Regulation of Rhodopsin Gene Expression

R01EY09769 Zack, Donald J
PROJECT NUMBER 5 R01 EY09769-04

ABSTRACT

This application proposes to study the molecular basis of retinal development using the regulation of rhodopsin gene expression as a model system. Preliminary transgenic mouse studies with fusion construct sconsisting of sequences upstream of the bovine rhodopsin gene ligated to the reporter gene lacZ (beta-galactosidase) have identified cis-acting DNA regulatory sequences that are capable of directing photoreceptor cell-specific gene expression. The finding of a discontinuous transgene expression gradient in 3 out of 3 transgenic lines with one of the constructs suggests the existence of a "topographical" regulatory element which defines spatial expression across the
retina. The finding of apparent integration site-independent expression with this same constructis suggestive of a rhodopsin locus control region (LCR), analogous to that seen with beta-globin. In order to pursue these results, additional transgenic lines will be generated to define more fully the regulatory elements involved and to characterize the properties of the putative topographical and LCR elements. DNA sequence comparisons of rhodopsin upstream regions from different species and in vitro DNA-protein binding studies (work for which funding is not being requested in this application) will be used to aid in the decision of which additional constructs to make.

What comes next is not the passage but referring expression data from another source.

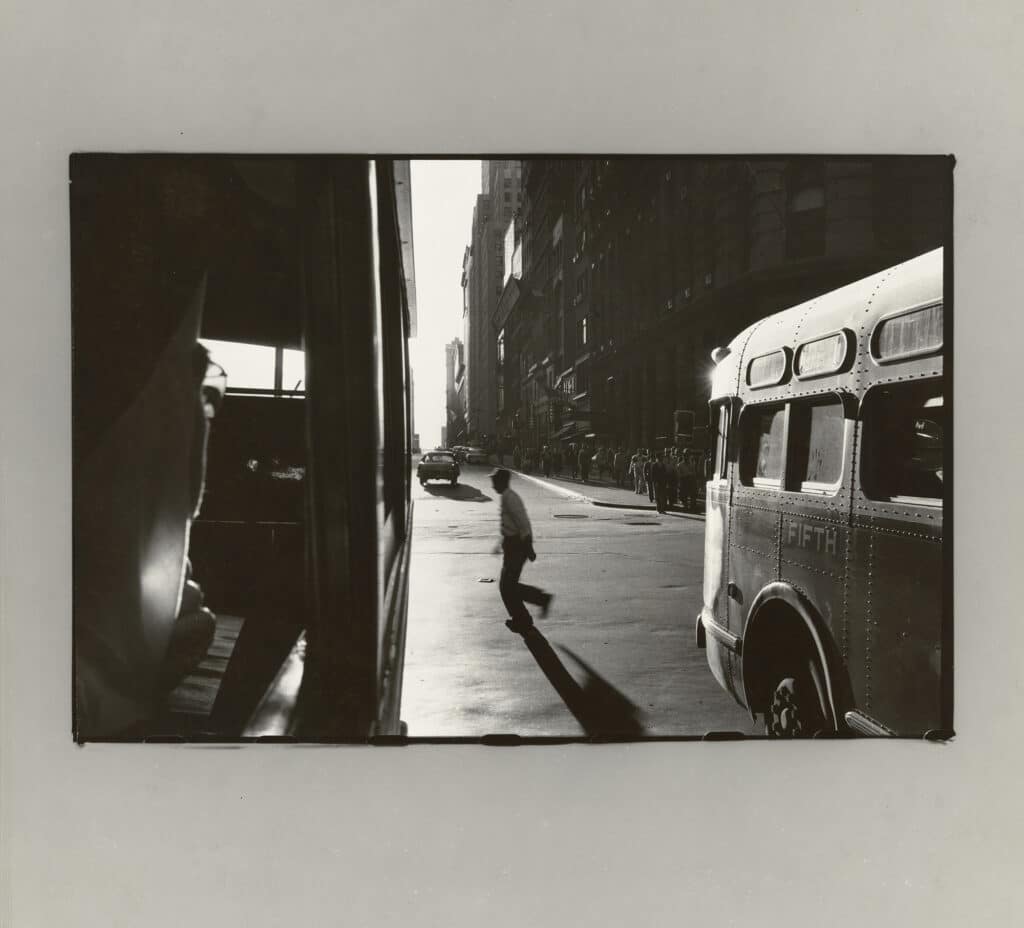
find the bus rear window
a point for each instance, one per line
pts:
(720, 420)
(903, 444)
(763, 448)
(816, 443)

To analyze the mechanisms responsible for the spatial gradient of transgene expression, photoreceptors that do and do not express lacZ will be isolated using the fluorescence activated cell sorter (FACS) and a fluorescent beta-galactosidase substrate. The two cell populations will then be compared with regards to a number of parameters including site-specific differences in DNase I hypersensitivity and methylation status. In vivo footprinting of the rhodopsin gene and the transgene will also be performed. A non-radioactive in situ hybridization assay will be used to look at the spatial and developmental pattern of expression of rhodopsin and other retinal genes in retinal whole mounts.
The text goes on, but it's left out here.